27 Dic , 2011 - Blog,Letture

Dio, la fisica e perché non dobbiamo chiedere il permesso per esistere:

Quante volte vi siete svegliati alle tre del mattino chiedendovi: “Ma perché c’è qualcosa anziché il nulla?”. No? Solo io? Va bene, allora forse vi siete chiesti perché l’universo sia così perfettamente calibrato per permetterci di stare qui a bere caffè e scrollare sui social.
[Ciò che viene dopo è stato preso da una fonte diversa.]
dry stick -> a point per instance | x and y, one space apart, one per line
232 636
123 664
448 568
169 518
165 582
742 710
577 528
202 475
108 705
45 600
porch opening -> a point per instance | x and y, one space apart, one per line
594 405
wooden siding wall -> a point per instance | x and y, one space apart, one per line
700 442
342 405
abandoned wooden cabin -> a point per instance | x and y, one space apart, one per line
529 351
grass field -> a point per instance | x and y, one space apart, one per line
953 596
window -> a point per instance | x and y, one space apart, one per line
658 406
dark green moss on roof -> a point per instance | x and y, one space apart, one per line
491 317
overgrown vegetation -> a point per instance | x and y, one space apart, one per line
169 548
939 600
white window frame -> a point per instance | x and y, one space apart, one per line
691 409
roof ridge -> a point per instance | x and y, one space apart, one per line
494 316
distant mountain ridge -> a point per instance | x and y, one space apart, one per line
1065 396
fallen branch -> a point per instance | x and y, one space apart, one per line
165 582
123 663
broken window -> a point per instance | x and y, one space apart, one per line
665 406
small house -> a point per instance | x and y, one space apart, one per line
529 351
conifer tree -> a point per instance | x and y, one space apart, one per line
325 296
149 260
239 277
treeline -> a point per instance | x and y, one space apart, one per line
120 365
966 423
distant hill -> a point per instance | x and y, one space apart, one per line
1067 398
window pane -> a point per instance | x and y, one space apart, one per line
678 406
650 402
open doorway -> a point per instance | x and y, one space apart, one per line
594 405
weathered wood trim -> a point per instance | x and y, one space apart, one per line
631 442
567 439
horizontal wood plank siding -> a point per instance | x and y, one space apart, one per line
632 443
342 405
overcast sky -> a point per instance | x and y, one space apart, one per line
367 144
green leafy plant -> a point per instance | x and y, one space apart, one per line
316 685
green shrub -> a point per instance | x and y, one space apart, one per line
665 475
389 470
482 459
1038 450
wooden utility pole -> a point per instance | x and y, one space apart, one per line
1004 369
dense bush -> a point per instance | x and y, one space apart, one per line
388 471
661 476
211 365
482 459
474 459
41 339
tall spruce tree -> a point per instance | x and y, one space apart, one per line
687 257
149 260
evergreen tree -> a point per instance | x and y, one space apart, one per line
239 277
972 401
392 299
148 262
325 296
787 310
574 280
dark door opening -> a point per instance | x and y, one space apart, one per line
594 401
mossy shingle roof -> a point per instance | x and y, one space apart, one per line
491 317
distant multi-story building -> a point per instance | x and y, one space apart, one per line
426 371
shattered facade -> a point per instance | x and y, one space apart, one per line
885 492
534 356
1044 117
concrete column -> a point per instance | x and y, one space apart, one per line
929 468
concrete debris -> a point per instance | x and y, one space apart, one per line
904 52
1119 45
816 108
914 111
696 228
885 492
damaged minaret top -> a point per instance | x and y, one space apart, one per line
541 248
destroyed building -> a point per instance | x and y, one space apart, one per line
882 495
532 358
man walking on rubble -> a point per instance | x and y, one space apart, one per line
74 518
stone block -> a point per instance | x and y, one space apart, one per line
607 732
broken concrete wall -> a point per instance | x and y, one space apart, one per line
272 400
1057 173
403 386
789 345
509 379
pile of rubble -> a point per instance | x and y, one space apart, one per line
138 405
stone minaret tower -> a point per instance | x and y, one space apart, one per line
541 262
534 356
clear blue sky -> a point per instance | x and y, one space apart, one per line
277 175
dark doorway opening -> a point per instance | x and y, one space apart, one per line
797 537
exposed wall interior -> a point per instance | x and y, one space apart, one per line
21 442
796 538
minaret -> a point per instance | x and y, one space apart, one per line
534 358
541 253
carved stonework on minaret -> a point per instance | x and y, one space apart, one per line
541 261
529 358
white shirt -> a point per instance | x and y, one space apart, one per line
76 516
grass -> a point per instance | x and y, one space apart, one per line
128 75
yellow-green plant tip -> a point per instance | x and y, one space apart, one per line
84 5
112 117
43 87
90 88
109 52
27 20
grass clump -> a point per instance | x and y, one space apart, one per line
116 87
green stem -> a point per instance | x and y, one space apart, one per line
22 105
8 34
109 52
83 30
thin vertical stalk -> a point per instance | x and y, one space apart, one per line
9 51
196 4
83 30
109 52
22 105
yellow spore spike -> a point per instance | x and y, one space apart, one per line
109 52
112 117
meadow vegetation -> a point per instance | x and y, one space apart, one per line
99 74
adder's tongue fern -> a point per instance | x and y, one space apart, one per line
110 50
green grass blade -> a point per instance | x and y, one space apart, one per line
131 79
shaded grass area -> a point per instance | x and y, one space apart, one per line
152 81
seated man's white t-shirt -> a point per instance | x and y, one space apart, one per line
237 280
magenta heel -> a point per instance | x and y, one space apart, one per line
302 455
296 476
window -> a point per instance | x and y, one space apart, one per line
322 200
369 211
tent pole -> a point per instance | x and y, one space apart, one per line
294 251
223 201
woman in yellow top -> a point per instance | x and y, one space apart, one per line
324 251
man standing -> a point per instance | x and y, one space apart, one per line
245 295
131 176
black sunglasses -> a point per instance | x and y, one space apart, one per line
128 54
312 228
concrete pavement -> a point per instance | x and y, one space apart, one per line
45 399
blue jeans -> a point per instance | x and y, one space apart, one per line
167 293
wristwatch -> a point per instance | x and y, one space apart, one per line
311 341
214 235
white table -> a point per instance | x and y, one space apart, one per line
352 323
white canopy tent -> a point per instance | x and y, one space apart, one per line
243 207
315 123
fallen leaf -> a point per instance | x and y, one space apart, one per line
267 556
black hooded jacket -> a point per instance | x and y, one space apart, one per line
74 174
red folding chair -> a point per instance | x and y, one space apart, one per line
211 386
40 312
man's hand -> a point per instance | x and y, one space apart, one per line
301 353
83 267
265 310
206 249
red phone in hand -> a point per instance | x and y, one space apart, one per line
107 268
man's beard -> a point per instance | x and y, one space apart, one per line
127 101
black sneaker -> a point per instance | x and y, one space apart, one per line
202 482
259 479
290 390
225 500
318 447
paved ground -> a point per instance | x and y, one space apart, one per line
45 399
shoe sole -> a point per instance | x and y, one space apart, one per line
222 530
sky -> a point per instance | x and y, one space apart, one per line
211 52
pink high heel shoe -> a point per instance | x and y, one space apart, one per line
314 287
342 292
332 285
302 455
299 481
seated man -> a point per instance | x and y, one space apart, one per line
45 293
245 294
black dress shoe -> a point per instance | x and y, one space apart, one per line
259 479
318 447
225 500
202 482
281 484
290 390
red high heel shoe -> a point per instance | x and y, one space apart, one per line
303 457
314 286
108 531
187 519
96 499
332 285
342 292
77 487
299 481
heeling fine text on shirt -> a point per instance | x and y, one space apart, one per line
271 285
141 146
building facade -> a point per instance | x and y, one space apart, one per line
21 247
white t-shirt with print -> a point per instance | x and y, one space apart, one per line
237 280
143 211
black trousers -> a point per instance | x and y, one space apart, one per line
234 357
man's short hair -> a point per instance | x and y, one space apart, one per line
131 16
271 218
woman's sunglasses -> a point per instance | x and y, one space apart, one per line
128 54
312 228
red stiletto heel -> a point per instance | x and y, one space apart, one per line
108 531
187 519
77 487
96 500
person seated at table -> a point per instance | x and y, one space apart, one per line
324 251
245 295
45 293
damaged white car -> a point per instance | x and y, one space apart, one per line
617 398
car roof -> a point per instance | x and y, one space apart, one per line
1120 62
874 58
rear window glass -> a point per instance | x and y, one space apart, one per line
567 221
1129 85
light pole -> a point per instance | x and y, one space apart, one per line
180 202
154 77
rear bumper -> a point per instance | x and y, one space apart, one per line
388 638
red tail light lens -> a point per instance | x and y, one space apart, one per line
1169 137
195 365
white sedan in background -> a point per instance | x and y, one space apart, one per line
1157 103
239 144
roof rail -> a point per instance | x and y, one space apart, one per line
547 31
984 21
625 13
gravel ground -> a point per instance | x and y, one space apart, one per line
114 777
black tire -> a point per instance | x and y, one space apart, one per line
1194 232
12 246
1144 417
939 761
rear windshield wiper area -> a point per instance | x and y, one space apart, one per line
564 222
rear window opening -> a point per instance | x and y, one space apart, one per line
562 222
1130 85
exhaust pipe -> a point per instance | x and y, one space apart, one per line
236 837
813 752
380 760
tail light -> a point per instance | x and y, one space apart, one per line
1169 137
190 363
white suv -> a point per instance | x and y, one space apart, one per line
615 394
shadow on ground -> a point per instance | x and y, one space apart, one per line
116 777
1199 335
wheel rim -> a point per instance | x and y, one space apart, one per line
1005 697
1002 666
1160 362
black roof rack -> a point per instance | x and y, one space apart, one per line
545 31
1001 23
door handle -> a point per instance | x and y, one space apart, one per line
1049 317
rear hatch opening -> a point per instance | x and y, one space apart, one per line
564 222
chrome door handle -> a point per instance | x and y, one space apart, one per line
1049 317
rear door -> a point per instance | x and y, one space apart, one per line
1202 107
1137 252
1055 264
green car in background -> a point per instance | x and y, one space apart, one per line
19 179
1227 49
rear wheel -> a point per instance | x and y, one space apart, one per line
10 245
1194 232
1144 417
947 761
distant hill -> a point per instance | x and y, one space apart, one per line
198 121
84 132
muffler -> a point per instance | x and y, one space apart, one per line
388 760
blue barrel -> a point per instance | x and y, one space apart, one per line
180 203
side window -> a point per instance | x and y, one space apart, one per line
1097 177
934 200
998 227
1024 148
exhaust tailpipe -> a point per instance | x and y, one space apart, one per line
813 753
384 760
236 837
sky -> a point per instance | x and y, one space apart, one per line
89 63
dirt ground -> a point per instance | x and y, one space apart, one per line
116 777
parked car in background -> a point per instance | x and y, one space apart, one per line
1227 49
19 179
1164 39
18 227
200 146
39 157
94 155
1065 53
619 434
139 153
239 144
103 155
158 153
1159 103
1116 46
A queste domandine da niente hanno provato a rispondere Stephen Hawking e Leonard Mlodinow nel loro libro Il grande disegno. E no, spoiler: non serve un’entità divina per spiegare il tutto. Bastano un po’ di fisica quantistica e una spruzzata di universi paralleli.

Di cosa parla? (Il riassunto, senza mal di testa)

Il libro non è un romanzo, quindi niente colpi di scena sulla vera identità dell’assassino (anche se la gravità fa un ottimo lavoro come sospettato principale). Si tratta di un viaggio fulmineo attraverso la storia della scienza.

Gli autori ci prendono per mano per dimostrarci che l’universo non ha avuto bisogno di una “scintilla divina” per essere creato. Grazie alle leggi della fisica, in particolare alla gravità e alle bizzarrie della meccanica quantistica, l’universo può crearsi (e si è creato) letteralmente da solo, dal nulla. Come se non bastasse, Hawking e Mlodinow ci spiegano che non esiste un solo universo, ma una quantità smisurata di fette di realtà diverse (il Multiverso), e noi siamo semplicemente capitati in quella con le condizioni giuste per far nascere la vita. Fortunati, no?

Perché dovreste assolutamente leggerlo

Se l’idea di leggere un libro di fisica vi fa venire l’orticaria e i flashback del liceo, respirate profondamente. Ecco perché Il grande disegno merita un posto sul vostro comodino:

  • La super-potenza della chiarezza: Hawking e Mlodinow hanno il raro dono di spiegare concetti che farebbero fumare il cervello a chiunque (tipo il comportamento delle particelle che fanno più cose contemporaneamente) usando metafore comprensibili anche a mia zia.
  • Zero formule, tanto divertimento: Non troverete equazioni chilometriche. Il tono è pop, accessibile e ritmato. Si legge che è un piacere.
  • Grafica e illustrazioni al top: Il libro è pieno di disegni, schemi e immagini colorate che non solo spezzano il testo, ma aiutano visivamente a capire concetti che altrimenti richiederebbero un viaggio lisergico per essere assimilati.
  • Un’iniezione di umiltà (e meraviglia): Ti lascia addosso quella sensazione vertiginosa di far parte di qualcosa di immensamente grande e misterioso. Perfetto per ridimensionare i drammi quotidiani tipo “il dramma del parcheggio” o “la batteria del telefono all’1%”.

In conclusione…

Il grande disegno è il libro perfetto se volete fare i filosofi intellettuali al prossimo aperitivo, ma anche se siete genuinamente curiosi di sapere come funziona la gigantesca macchina in cui fluttuiamo. Non vi cambierà la vita (le bollette vanno pagate comunque), ma vi cambierà sicuramente il modo di guardare il cielo stellato la sera.